Health leaders discuss the ways Arizona is addressing health equity through data collection on race and ethnicity


Hannah Saunders


A key aspect of identifying and reducing health disparities is data collection, which is an area of focus for Arizona healthcare leaders. State health officials met at the 2023 Arizona State of Reform Health Policy Conference last month to discuss improvements to data collection across the state.

Siman Qaasim works as the assistant director for policy and intergovernmental affairs at the Arizona Department of Health Services (ADHS). She said it’s important to understand how health departments—including public health departments—collect population data, and to refine it to understand health conditions at local levels. 

“What I would love to see, and we work a little bit on it on our Data Advisory Committee that we have at the department, which is to really champion the collection of data, more nuanced race and ethnicity [data], and of course SOGI data—that’s sexual orientation, gender identity, and expression data. We need that data to figure out who is experiencing what.”

— Qaasim

ADHS’ data analytics section lead, Wesley Kortuem, discussed how artificial intelligence is being utilized to enhance health equity. Kortuem said the department is working with a software called Tamr that allows ADHS to extract data and to use a machine—which they are learning to train—in order to recognize when an individual in one database is the same as an individual in a separate database. 
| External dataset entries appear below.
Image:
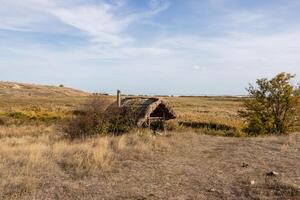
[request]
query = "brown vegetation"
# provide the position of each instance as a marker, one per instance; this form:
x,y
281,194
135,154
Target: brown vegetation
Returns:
x,y
39,162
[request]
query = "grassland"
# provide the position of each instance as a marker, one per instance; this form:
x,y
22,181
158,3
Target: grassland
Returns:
x,y
38,162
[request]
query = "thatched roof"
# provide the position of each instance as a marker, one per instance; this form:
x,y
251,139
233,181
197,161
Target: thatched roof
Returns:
x,y
145,108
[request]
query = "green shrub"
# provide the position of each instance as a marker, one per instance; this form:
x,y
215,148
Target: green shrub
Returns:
x,y
272,106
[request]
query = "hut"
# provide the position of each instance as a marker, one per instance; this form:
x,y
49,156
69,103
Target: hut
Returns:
x,y
145,110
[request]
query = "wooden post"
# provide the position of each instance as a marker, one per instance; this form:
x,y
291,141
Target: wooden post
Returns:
x,y
119,98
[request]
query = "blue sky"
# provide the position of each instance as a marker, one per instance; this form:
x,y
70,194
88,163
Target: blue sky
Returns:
x,y
189,47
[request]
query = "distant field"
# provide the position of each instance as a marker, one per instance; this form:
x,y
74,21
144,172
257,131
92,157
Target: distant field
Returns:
x,y
61,102
38,162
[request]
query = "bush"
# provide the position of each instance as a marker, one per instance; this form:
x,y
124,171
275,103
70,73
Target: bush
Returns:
x,y
120,120
96,119
272,106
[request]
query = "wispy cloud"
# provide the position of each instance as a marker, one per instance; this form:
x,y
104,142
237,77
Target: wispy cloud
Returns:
x,y
189,44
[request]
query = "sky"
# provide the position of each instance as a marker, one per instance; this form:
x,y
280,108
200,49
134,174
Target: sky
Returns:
x,y
174,47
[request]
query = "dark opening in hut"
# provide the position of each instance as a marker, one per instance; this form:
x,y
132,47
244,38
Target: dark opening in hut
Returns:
x,y
145,111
“Having the machine learning in place, that allows us to bring both datasets in—multiple datasets, actually—and then we can tell the machine what the scheme of the two tables are and give it certain variables—address, city, state, zip [code], race, ethnicity, name, all of these things, whatever we have—and then let the machine look at these different records and try to pair them up,” Kortuem said. 
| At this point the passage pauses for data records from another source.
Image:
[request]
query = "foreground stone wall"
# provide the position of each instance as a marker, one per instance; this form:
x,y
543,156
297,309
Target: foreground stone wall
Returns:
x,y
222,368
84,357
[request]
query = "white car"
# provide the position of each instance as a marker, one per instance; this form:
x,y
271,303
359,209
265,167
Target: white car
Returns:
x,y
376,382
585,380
The pairs can then be looked at and determined if they are the same individual in the separate databases. Regardless, Kortuem said the machine learns something as a result. This process must be continued until the machine is fully trained to make that distinction of individuals.

Kortuem explained how from there, a master person index can be created, which would identify each individual in each siloed dataset. An additional modernization initiative stemmed from evident areas of improvement during the COVID-19 pandemic. 
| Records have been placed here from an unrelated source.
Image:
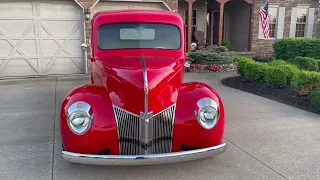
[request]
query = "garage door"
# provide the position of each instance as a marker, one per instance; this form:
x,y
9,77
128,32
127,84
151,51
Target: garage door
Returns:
x,y
41,38
109,5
“We’re making improvements all the way from where the data is being entered, to the final analysis, so, we get the data from a lot of sources—death certificates and so on,” Kortuem said. 

Matthew Isiogu, chief revenue officer of Contexture (the major health information exchange in Arizona and Colorado), noted how important it is for individuals to have numerous options when submitting identifying data about themselves. 

He said he was in a meeting earlier this year where the team looked at race and ethnicity data from all hospitals and health systems. Isiogu said that when looking at the individual level, the team noticed how some selected more than one race, and that the option to select multiple races is the data standard. On the other hand, this data standard may not be the way hospital paperwork, for example, is designed, which may force individuals to choose between one race option or another. 

“I think we are at a really critical time when there’s interest across sectors to do this work,” Isiogu said. “State agencies are being very creative to come up with funding opportunities and strategic alignment across agencies, but it’s just as important—if not more important—that when we are making these decisions, the structure, the data about governments of that data, that we have a diversity of perspectives and representation at the table.”